The FDA approval of adalimumab for chronic plaque psoriasis was based on two pivotal trials, REVEAL and CHAMPION, showing that approximately 3 out of 4 patients achieved 75% clearance or better at week 16 of treatment versus placebo. Both studies evaluated the efficacy and safety of HUMIRA in clearing skin in moderate to severe adult plaque psoriasis patients versus placebo. In addition, CHAMPION compared a biologic medication to methotrexate, a standard systemic treatment for psoriasis.  In each trial, reduction in disease activity was determined by the Psoriasis Area and Severity Index (PASI) and Physician's Global Assessment (PGA).  In REVEAL, a 52-week trial, the short-term and sustained clinical efficacy and safety of adalimumab were evaluated in 1212 patients with moderate to severe chronic plaque psoriasis. Patients experienced a significant reduction in the signs and symptoms of their disease at 16 weeks when treated with adalimumab. Specifically, 71% of patients receiving adalimumab achieved PASI 75 compared to 7% of patients receiving placebo at week 16.  At week 16, 62% of adalimumab-treated patients achieved a PGA score of clear or minimal compared to 4% of placebo-treated patients. In CHAMPION, a 16-week study evaluating 271 psoriasis patients, adalimumab-treated patients experienced a significant reduction in the signs and symptoms of their disease compared with methotrexate or placebo-treated patients. Seventy-eight percent of patients treated with adalimumab (n=99) achieved a PASI 75 response, compared to 19% of patients treated with placebo (n= 48).  Seventy-one percent of patients treated with adalimumab achieved a PGA score of clear or minimal at 16 weeks of treatment, compared with 10% of placebo-treated patients. The safety profile of adalimumab in the plaque psoriasis clinical trials was reported to be similar to that seen in adalimumab clinical trials for rheumatoid arthritis. The most commonly reported adverse events in adalimumab psoriasis trials were upper respiratory tract infection, nasopharyngitis (inflammation of the nose and pharynx), headache, sinusitis and arthralgia. In clinical studies of plaque psoriasis, patients are treated with an initial 80 mg dose of adalimumab (two 40 mg injections) followed by one adalimumab injection (40 mg) one week later. After that, a maintenance dose of 40 mg  was administered every other week.
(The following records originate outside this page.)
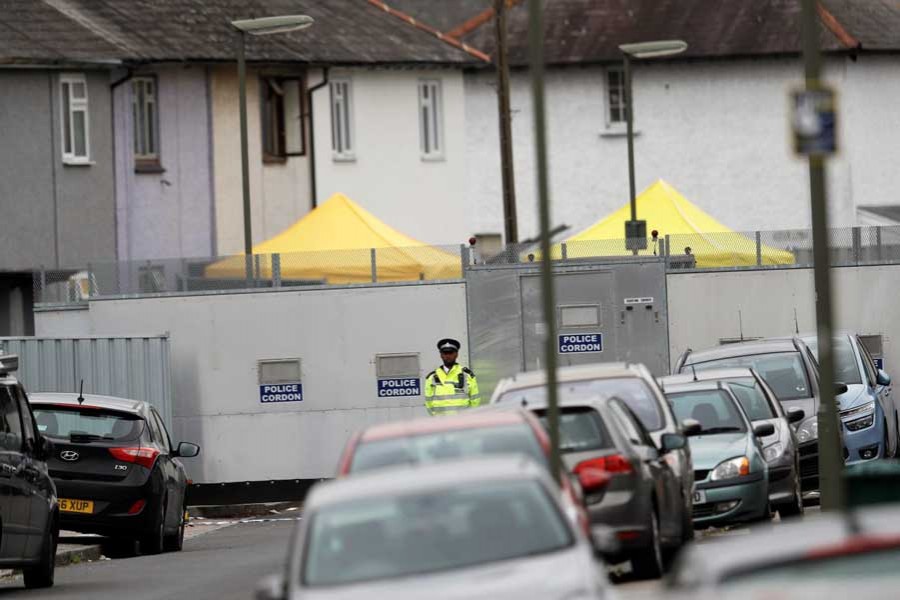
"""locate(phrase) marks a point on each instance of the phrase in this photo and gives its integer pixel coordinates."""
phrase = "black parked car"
(28, 509)
(115, 469)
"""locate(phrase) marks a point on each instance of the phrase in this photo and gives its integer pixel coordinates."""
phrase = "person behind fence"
(451, 387)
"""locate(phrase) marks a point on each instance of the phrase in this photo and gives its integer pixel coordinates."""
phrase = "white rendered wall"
(717, 131)
(421, 198)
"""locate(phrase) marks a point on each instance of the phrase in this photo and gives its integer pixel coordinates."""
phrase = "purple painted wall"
(168, 214)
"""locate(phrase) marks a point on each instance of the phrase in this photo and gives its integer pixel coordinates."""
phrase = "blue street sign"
(282, 392)
(582, 342)
(399, 386)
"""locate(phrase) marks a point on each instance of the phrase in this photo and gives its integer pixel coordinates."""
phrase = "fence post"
(276, 270)
(878, 241)
(668, 248)
(758, 249)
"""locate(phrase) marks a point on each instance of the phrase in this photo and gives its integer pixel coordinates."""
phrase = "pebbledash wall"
(715, 130)
(387, 174)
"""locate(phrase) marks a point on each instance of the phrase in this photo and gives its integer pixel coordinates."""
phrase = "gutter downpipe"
(312, 136)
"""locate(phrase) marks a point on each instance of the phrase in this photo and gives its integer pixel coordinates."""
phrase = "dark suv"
(28, 508)
(789, 368)
(115, 468)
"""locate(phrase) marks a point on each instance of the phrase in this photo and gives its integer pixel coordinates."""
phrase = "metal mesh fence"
(848, 246)
(143, 277)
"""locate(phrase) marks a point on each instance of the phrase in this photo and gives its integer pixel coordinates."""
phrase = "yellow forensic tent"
(334, 243)
(668, 212)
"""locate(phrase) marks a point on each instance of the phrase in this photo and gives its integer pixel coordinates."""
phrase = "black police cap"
(449, 344)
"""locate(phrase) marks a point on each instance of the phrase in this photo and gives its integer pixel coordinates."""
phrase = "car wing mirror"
(673, 441)
(187, 450)
(271, 587)
(795, 414)
(691, 427)
(764, 429)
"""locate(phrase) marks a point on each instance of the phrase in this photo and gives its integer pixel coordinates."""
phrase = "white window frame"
(431, 119)
(74, 105)
(153, 102)
(343, 135)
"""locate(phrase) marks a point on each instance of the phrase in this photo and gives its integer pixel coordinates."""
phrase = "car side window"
(161, 427)
(868, 363)
(10, 422)
(29, 432)
(628, 423)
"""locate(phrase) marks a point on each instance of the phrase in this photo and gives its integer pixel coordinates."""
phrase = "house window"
(615, 95)
(431, 132)
(341, 121)
(146, 119)
(75, 123)
(284, 131)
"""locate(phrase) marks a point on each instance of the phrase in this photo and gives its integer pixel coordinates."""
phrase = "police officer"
(451, 387)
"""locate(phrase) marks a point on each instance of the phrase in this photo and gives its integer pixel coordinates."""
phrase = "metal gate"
(605, 312)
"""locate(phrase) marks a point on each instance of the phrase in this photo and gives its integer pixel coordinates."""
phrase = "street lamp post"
(262, 26)
(636, 231)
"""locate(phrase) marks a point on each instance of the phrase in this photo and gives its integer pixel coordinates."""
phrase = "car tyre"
(153, 542)
(42, 574)
(649, 563)
(175, 542)
(793, 508)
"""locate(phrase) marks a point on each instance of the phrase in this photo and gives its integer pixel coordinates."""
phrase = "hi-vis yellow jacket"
(449, 393)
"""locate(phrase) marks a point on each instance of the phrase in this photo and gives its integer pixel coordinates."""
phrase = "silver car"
(762, 406)
(489, 528)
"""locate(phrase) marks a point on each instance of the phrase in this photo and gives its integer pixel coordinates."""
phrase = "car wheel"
(153, 542)
(649, 563)
(794, 508)
(41, 575)
(174, 543)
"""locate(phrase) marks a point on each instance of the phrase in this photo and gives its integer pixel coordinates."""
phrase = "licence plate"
(79, 506)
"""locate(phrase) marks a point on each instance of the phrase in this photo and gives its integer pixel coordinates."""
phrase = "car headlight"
(868, 407)
(731, 469)
(773, 452)
(809, 430)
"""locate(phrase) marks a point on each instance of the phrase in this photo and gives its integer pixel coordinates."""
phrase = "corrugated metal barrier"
(127, 367)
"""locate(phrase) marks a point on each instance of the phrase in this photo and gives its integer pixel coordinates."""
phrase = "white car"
(490, 528)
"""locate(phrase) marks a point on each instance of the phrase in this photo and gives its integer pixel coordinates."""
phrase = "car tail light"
(141, 456)
(614, 464)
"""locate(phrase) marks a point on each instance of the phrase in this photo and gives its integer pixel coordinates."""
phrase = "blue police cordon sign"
(581, 342)
(399, 386)
(281, 392)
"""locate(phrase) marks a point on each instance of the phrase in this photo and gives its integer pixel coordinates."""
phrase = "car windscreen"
(82, 423)
(752, 398)
(447, 445)
(436, 530)
(846, 367)
(580, 429)
(854, 567)
(783, 371)
(633, 391)
(714, 409)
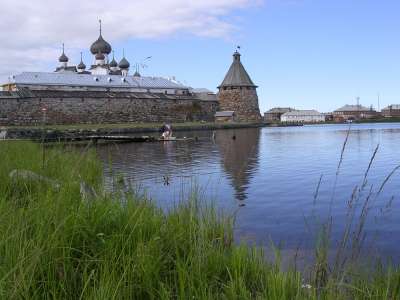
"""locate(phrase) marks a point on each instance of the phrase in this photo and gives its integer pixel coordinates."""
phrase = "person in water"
(166, 131)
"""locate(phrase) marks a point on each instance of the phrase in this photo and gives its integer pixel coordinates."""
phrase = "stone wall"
(103, 107)
(243, 101)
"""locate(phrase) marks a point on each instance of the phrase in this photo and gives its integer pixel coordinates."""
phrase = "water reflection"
(239, 151)
(275, 171)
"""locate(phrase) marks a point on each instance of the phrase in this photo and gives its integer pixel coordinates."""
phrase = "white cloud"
(31, 31)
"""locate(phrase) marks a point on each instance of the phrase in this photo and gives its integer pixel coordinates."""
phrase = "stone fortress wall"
(102, 107)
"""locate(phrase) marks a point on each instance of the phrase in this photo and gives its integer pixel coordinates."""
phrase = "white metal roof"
(348, 107)
(392, 106)
(311, 112)
(76, 79)
(280, 110)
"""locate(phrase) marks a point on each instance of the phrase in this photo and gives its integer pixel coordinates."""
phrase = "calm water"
(275, 173)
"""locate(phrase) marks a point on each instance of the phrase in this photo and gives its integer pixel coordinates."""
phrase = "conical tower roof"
(237, 75)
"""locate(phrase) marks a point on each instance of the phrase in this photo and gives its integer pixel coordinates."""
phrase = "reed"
(57, 244)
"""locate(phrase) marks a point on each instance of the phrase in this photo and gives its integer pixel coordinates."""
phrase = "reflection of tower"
(239, 151)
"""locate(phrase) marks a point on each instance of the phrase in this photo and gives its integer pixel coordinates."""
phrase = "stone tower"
(238, 93)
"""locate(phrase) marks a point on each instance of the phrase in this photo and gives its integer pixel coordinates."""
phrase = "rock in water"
(27, 175)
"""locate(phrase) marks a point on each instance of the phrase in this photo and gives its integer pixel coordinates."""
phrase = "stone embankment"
(37, 133)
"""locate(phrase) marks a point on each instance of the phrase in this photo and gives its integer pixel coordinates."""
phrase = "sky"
(307, 54)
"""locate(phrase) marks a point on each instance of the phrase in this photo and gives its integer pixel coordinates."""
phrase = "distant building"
(328, 117)
(225, 116)
(204, 94)
(354, 112)
(238, 93)
(274, 114)
(103, 92)
(303, 116)
(391, 111)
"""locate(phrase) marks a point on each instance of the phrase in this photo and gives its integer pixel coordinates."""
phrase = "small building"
(225, 116)
(354, 112)
(391, 111)
(274, 114)
(204, 94)
(303, 116)
(328, 117)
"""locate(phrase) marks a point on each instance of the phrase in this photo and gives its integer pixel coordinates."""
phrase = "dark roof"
(124, 64)
(99, 55)
(63, 58)
(113, 63)
(68, 68)
(237, 75)
(81, 65)
(100, 45)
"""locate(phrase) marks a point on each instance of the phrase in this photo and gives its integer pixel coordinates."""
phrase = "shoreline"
(82, 130)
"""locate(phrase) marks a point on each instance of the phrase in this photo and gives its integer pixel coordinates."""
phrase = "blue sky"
(304, 54)
(301, 53)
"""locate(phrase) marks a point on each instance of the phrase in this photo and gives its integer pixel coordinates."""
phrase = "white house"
(303, 116)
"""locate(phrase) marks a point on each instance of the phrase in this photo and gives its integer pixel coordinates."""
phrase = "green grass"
(54, 245)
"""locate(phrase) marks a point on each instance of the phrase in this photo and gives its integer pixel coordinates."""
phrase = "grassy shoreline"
(57, 243)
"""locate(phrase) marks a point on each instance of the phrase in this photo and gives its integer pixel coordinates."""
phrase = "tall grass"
(56, 244)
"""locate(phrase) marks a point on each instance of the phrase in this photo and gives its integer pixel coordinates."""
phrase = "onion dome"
(124, 63)
(113, 63)
(81, 65)
(63, 58)
(100, 45)
(99, 56)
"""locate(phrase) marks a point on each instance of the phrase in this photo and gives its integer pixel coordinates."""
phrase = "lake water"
(269, 178)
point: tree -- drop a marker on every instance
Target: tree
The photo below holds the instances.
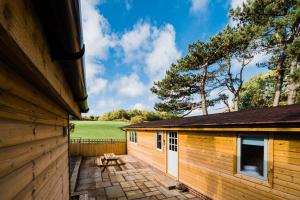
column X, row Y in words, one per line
column 137, row 119
column 231, row 77
column 280, row 21
column 193, row 77
column 258, row 92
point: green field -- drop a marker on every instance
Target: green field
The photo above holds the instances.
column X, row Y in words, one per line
column 98, row 129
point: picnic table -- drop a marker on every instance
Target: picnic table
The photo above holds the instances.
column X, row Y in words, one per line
column 109, row 159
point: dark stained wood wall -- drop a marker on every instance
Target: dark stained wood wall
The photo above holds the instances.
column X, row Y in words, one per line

Adalimumab has not been proven to be effective for ulcerative colitis. In an open-label study, Peyrin-Biroulet et al (2007) assessed the effectiveness of adalimumab induction therapy in patients with ulcerative colitis who previously responded to infliximab and then lost response or became intolerant. A total of 10 patients with ulcerative colitis were enrolled in a 4-week trial. Patients received a loading dose of 160 mg adalimumab at week 0 followed by 80 mg at week 2. The primary outcome measure was clinical improvement at week 4, as defined by a decrease in clinical activity index (CAI) of more than 4. Four of 10 patients (40 %) benefited from subsequent adalimumab therapy; 1 patient achieved remission (CAI less than 4) and 3 had clinical improvement at week 4. 6 patients had no response (60 %); 2 of 6 (33.3 %) subsequently underwent colectomy. This was accompanied by a decrease in median CRP concentration from 16.8 mg/ml at baseline to 3.85 mg/ml at week 4, excluding 2 patients who underwent colectomy after two infusions of adalimumab. Among the 6 patients with severe colitis (CAI greater than 12) at baseline, none achieved remission and only 1 patient had clinical improvement at week 4. The authors concluded that the small advantage of adalimumab in patients with mild to moderate ulcerative colitis and lost response or intolerance to infliximab needs to be confirmed in randomized, double-blind, placebo-controlled trials.  Furthermore, in a Cochrane review on TNF-alpha blocking agents for induction of remission in ulcerative colitis, Lawson et al (2006) did not mention the use of adalimumab.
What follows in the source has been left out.